Penyimpanan barang yang tepat di tempat kerja merupakan bagian penting dari upaya pencegahan kecelakaan dan penerapan keselamatan dan kesehatan kerja (K3). Penyimpanan yang tidak tertata dengan baik dapat menimbulkan berbagai risiko, seperti barang jatuh, rak roboh, pekerja tersandung, hingga terhambatnya jalur evakuasi dan akses darurat. Selain itu, penyimpanan yang tidak sesuai juga dapat menyebabkan kerusakan material dan meningkatkan potensi kebakaran, terutama jika melibatkan bahan mudah terbakar atau berbahaya.

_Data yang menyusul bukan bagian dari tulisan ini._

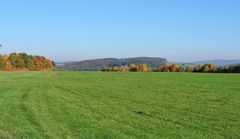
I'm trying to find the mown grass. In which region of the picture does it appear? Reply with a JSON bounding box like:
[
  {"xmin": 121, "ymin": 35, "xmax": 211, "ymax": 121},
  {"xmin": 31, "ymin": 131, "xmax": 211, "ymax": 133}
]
[{"xmin": 0, "ymin": 72, "xmax": 240, "ymax": 139}]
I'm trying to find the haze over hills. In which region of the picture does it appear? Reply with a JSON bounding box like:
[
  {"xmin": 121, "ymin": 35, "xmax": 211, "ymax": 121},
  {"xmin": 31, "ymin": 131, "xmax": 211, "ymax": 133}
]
[
  {"xmin": 57, "ymin": 57, "xmax": 168, "ymax": 71},
  {"xmin": 56, "ymin": 57, "xmax": 240, "ymax": 71},
  {"xmin": 192, "ymin": 59, "xmax": 240, "ymax": 66}
]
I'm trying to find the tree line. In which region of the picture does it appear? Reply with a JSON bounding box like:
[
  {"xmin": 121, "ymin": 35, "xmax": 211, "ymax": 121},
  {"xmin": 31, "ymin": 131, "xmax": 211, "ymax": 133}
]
[
  {"xmin": 0, "ymin": 53, "xmax": 55, "ymax": 71},
  {"xmin": 101, "ymin": 64, "xmax": 240, "ymax": 73}
]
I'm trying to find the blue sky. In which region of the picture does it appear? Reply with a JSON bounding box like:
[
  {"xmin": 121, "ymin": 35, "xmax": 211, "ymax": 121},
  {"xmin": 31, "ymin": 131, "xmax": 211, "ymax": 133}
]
[{"xmin": 0, "ymin": 0, "xmax": 240, "ymax": 62}]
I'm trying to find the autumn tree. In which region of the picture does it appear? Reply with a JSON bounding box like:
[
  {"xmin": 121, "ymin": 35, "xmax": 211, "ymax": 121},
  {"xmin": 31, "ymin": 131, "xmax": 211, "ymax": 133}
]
[
  {"xmin": 129, "ymin": 64, "xmax": 139, "ymax": 72},
  {"xmin": 169, "ymin": 64, "xmax": 180, "ymax": 72},
  {"xmin": 161, "ymin": 64, "xmax": 169, "ymax": 72},
  {"xmin": 139, "ymin": 64, "xmax": 149, "ymax": 72}
]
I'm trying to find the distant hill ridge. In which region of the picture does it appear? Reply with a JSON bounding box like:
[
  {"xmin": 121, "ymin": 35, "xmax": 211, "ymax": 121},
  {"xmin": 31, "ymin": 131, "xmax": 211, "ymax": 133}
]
[
  {"xmin": 58, "ymin": 57, "xmax": 168, "ymax": 71},
  {"xmin": 192, "ymin": 59, "xmax": 240, "ymax": 66}
]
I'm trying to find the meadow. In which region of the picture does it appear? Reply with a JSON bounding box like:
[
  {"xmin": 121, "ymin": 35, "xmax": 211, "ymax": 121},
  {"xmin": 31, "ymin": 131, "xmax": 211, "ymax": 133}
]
[{"xmin": 0, "ymin": 72, "xmax": 240, "ymax": 139}]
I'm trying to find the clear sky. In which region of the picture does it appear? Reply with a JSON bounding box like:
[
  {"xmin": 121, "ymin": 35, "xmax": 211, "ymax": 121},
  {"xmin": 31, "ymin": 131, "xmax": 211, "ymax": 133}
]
[{"xmin": 0, "ymin": 0, "xmax": 240, "ymax": 62}]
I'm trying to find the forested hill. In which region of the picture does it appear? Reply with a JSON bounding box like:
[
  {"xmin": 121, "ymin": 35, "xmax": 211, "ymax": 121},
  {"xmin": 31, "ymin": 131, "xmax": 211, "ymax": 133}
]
[{"xmin": 58, "ymin": 57, "xmax": 167, "ymax": 71}]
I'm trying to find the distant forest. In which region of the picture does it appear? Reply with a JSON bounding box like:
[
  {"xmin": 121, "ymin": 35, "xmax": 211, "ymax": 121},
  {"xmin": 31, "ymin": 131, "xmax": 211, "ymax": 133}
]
[
  {"xmin": 57, "ymin": 57, "xmax": 168, "ymax": 71},
  {"xmin": 0, "ymin": 53, "xmax": 55, "ymax": 71}
]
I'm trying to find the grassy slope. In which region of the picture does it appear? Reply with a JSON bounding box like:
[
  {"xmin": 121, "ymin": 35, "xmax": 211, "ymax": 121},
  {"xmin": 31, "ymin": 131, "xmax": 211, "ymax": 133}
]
[{"xmin": 0, "ymin": 72, "xmax": 240, "ymax": 138}]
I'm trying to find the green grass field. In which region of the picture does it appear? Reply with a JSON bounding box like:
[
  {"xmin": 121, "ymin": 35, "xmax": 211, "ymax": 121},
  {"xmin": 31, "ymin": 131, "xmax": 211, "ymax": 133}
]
[{"xmin": 0, "ymin": 72, "xmax": 240, "ymax": 139}]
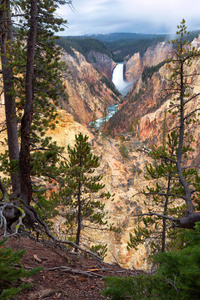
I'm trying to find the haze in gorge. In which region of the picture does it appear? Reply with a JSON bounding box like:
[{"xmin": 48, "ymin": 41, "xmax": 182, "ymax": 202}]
[
  {"xmin": 44, "ymin": 32, "xmax": 199, "ymax": 269},
  {"xmin": 0, "ymin": 1, "xmax": 200, "ymax": 299}
]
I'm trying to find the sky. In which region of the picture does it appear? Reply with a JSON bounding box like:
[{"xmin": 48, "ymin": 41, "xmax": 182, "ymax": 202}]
[{"xmin": 58, "ymin": 0, "xmax": 200, "ymax": 36}]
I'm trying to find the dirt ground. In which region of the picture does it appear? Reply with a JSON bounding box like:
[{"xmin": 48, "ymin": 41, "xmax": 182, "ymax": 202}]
[{"xmin": 2, "ymin": 237, "xmax": 140, "ymax": 300}]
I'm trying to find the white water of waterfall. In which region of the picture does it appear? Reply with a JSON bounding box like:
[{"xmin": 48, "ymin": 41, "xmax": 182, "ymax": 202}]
[
  {"xmin": 89, "ymin": 63, "xmax": 133, "ymax": 129},
  {"xmin": 112, "ymin": 63, "xmax": 133, "ymax": 96}
]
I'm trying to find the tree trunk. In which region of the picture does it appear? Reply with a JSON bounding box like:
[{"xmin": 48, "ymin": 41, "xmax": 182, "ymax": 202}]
[
  {"xmin": 19, "ymin": 0, "xmax": 38, "ymax": 205},
  {"xmin": 75, "ymin": 181, "xmax": 82, "ymax": 252},
  {"xmin": 0, "ymin": 0, "xmax": 20, "ymax": 196}
]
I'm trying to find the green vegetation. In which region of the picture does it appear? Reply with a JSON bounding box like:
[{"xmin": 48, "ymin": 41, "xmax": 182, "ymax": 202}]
[
  {"xmin": 0, "ymin": 239, "xmax": 42, "ymax": 300},
  {"xmin": 128, "ymin": 20, "xmax": 200, "ymax": 253},
  {"xmin": 56, "ymin": 37, "xmax": 111, "ymax": 57},
  {"xmin": 102, "ymin": 223, "xmax": 200, "ymax": 300},
  {"xmin": 49, "ymin": 133, "xmax": 110, "ymax": 251},
  {"xmin": 103, "ymin": 19, "xmax": 200, "ymax": 300}
]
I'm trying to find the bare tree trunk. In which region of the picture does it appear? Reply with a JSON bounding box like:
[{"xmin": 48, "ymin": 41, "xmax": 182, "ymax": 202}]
[
  {"xmin": 0, "ymin": 0, "xmax": 20, "ymax": 196},
  {"xmin": 19, "ymin": 0, "xmax": 38, "ymax": 205},
  {"xmin": 75, "ymin": 182, "xmax": 82, "ymax": 252}
]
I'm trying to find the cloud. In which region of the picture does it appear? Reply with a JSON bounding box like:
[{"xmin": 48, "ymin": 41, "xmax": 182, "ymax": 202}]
[{"xmin": 58, "ymin": 0, "xmax": 200, "ymax": 35}]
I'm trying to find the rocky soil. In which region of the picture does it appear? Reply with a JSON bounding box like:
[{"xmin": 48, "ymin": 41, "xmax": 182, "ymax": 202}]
[{"xmin": 2, "ymin": 237, "xmax": 142, "ymax": 300}]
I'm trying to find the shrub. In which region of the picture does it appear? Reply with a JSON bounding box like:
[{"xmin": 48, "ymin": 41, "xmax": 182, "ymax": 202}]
[
  {"xmin": 102, "ymin": 222, "xmax": 200, "ymax": 300},
  {"xmin": 0, "ymin": 239, "xmax": 42, "ymax": 300}
]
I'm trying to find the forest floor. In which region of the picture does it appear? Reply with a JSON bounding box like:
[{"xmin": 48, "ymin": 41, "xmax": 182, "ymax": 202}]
[{"xmin": 2, "ymin": 237, "xmax": 140, "ymax": 300}]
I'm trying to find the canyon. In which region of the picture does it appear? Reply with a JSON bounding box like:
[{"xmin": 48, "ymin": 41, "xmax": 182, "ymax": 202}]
[
  {"xmin": 51, "ymin": 35, "xmax": 200, "ymax": 269},
  {"xmin": 0, "ymin": 34, "xmax": 200, "ymax": 270}
]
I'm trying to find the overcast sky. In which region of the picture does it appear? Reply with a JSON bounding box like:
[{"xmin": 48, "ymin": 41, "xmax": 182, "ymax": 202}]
[{"xmin": 58, "ymin": 0, "xmax": 200, "ymax": 35}]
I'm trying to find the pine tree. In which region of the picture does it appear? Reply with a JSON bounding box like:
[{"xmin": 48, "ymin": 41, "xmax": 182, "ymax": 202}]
[
  {"xmin": 128, "ymin": 20, "xmax": 200, "ymax": 252},
  {"xmin": 53, "ymin": 133, "xmax": 110, "ymax": 251}
]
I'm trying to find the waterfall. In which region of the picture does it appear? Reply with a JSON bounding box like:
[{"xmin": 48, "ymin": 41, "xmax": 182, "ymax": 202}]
[{"xmin": 112, "ymin": 63, "xmax": 133, "ymax": 96}]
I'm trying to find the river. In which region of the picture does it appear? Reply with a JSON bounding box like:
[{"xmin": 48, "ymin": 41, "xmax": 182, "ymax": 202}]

Dalam praktiknya, barang harus disimpan sesuai dengan jenis, karakteristik, berat, dan frekuensi penggunaannya. Barang dengan bobot berat wajib ditempatkan di bagian bawah rak, sedangkan barang ringan di bagian atas, serta tidak melebihi kapasitas rak atau pallet yang telah ditentukan. Setiap barang perlu diberi label yang jelas dan disimpan di area yang telah ditetapkan agar mudah dikenali dan diakses. Area penyimpanan juga harus dijaga tetap rapi dan bersih, serta tidak boleh menghalangi jalur evakuasi, panel listrik, alat pemadam kebakaran, maupun akses jalan kerja.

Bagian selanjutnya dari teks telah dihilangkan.